Ele aceitou a proposta de apresentar emendas elaboradas pelas centrais sindicais à Medida Provisória 905/2019, que institui a chamada Carteira Verde e Amarela. A iniciativa envolve as centrais mineiras UGT-MG, NCST e Força Sindical e foi definida em reunião de seus dirigentes, em Belo Horizonte, na última segunda feira.

As emendas estão sendo construídas pela advogada e consultora Zilmara Alencar e serão encaminhadas ao deputado ainda nesta quarta-feira. Ela acompanhou Paulo Roberto na reunião com Lincoln Portela, juntamente com o assessor parlamentar do DIAP, André Luis dos Santos.

“Depois nos reunimos com a liderança do PDT e fomos muito bem recebidos. Nossa reivindicação para que sejam feitas alterações na MP foram prontamente aceitas”, revela o presidente da UGT-MG.

Uma Medida Provisória vale por 60 dias, podendo ser prorrogada por mais 60. Nesse prazo, precisa ser aprovada pelo Congresso Nacional para não perder sua eficácia.

Reunião com Rodrigo Maia

No final do dia, Paulo Roberto participou de reunião ampliada com o presidente da Câmara Federal, Rodrigo Maia, com a presença de representantes de outras centrais sindicais também preocupadas com o teor da MP 905.

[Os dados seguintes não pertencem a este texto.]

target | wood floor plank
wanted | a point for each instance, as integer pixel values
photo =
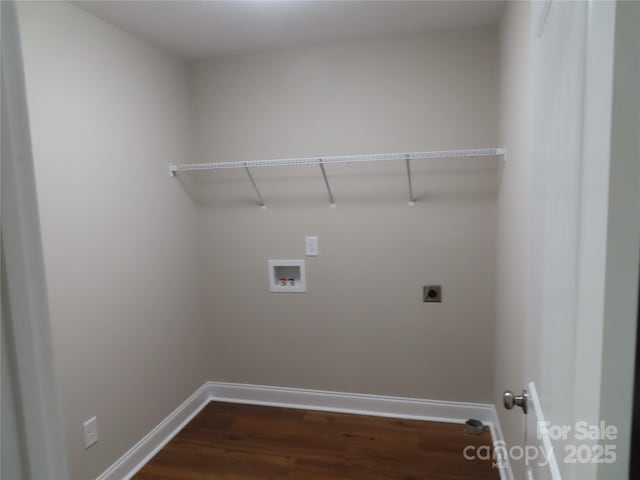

O movimento sindical reivindica a devolução da Medida Provisória ao governo. Mas, segundo Rodrigo Maia, tal atribuição cabe ao presidente do Congresso, Davi Alcolumbre, que descartou qualquer possibilidade nesse sentido.

“Diante disso, Maia se comprometeu a agilizar a votação da MP para tentar reduzir os prejuízos à classe trabalhadora”, revela o presidente da UGT-MG.

Pressão na base

De acordo com Paulo Roberto, é importante nesse momento que as lideranças sindicais pressionam os deputados de suas bases para que votem pela retirada dos pontos prejudiciais aos trabalhadores. A UGT-MG, por meio da consultora Zilmara Alencar, vai preparar material de subsidio para embasar os debates em torno da MP 905/2019.